Fig. 2Pathways targeted by prioritized drugs in DrugCentral for each of the three cancer test datasets.
The X axis corresponds to pathways targeted by any of the prioritized drugs (i.e., pathways not targeted by any prioritized drug are omitted for better visualization). Prioritized drugs for each cancer dataset have been clustered based on the pathways they target and are reported on the Y axis. Of the prioritized drugs, those that correspond to true positives are highlighted in bold. If a set of three or more similar pathways was clustered together, we manually assigned these pathways into distinct classes (Y axis) Pathway names and cluster information are available as a Supplementary File and the equivalent figures for DrugBank are available as Supplementary Figs. 2–4.
Examples of predicted combination therapies.
| Cancer type | Drug 1 | Drug 2 | Proportion of responders (%) | Reference |
|---|---|---|---|---|
| Liver cancer | Sorafenib | Trametinib | 87% | [ |
| Liver cancer | Erlotinib | Sorafenib | 87% | [ |
| Breast cancer | Vorinostat | Capecitabine | 88% | [ |
Number of FDA-approved and clinically tested drugs present in both drug-target datasets across the four investigated cancers.
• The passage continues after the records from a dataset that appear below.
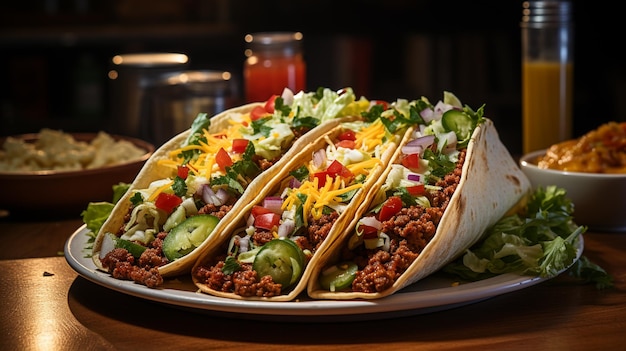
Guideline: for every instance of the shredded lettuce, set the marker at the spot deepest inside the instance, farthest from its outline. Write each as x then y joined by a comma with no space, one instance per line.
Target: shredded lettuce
539,241
97,213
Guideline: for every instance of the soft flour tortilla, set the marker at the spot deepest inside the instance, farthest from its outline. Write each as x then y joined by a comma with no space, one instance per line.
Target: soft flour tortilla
491,184
151,172
338,227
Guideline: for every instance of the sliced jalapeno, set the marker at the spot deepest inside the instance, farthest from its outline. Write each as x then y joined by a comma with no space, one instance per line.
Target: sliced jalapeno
188,235
339,276
282,259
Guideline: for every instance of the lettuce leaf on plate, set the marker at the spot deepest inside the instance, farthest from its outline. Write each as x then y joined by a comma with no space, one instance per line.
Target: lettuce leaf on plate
539,241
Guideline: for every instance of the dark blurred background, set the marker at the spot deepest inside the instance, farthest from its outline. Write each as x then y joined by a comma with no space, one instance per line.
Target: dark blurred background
384,49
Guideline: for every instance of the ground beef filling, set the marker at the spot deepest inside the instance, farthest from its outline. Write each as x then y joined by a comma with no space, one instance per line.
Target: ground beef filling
409,231
245,282
122,265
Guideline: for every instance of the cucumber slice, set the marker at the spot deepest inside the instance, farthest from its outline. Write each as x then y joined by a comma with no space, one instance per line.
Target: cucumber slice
188,235
339,276
282,259
458,122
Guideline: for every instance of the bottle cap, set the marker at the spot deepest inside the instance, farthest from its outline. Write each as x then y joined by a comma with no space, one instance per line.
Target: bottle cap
546,12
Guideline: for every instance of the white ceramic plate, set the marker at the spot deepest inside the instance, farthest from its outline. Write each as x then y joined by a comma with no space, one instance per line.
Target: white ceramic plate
434,293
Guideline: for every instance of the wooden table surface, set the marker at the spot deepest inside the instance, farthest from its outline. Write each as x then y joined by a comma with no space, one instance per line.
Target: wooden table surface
46,305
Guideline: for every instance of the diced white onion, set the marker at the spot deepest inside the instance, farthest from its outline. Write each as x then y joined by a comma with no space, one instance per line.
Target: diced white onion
372,222
286,228
273,203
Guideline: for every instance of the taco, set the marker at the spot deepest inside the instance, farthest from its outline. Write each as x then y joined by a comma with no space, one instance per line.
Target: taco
195,183
451,181
268,255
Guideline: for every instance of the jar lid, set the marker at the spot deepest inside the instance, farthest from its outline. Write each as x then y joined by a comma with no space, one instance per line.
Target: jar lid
288,42
546,11
150,59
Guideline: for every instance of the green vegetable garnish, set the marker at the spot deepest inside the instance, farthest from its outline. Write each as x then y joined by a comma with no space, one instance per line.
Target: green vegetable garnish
539,242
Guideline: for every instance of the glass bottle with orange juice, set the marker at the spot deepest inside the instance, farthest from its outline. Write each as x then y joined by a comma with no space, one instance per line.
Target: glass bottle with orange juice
547,73
274,61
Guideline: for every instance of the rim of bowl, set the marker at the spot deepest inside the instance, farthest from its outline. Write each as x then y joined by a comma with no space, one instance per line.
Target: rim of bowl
527,161
146,146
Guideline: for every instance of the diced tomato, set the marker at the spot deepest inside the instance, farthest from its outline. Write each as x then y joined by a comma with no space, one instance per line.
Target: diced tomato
390,207
380,102
368,231
267,220
239,145
336,168
348,144
411,161
257,113
167,202
347,135
182,171
259,210
270,104
416,190
222,158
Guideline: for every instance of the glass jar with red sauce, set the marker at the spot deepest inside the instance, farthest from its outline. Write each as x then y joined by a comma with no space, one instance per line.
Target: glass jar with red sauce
274,61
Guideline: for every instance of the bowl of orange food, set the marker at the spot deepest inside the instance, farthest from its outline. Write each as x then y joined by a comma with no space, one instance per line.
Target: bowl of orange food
592,169
56,173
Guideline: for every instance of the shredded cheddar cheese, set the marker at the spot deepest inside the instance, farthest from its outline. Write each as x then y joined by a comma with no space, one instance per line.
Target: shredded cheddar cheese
371,136
159,190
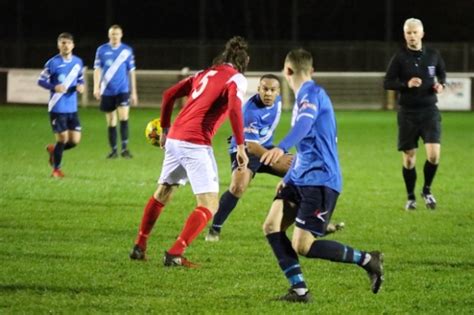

| Dataset | DrugBank Approved | DrugBank Clinical trials | DrugCentral Approved | DrugCentral Clinical trials |
|---|---|---|---|---|
| BRCA | 26/1346 (1.93%) | 182/1346 (13.52%) | 14/638 (2.19%) | 115/638 (18.02%) |
| LIHC | 5/1346 (0.37%) | 50/1346 (3.71%) | 1/638 (0.16%) | 35/638 (5.49%) |
| PRAD | 13/1346 (0.97%) | 134/1346 (9.96%) | 7/638 (1.10%) | 84/638 (13.17%) |
| KIRC | 8/1346 (0.60%) | 44/1346 (3.26%) | 3/638 (0.47%) | 25/638 (3.91%) |
The percentage for the number of FDA-approved/clinically investigated drugs for each cancer type over the total number of drugs present in the drug-target dataset is reported between parentheses.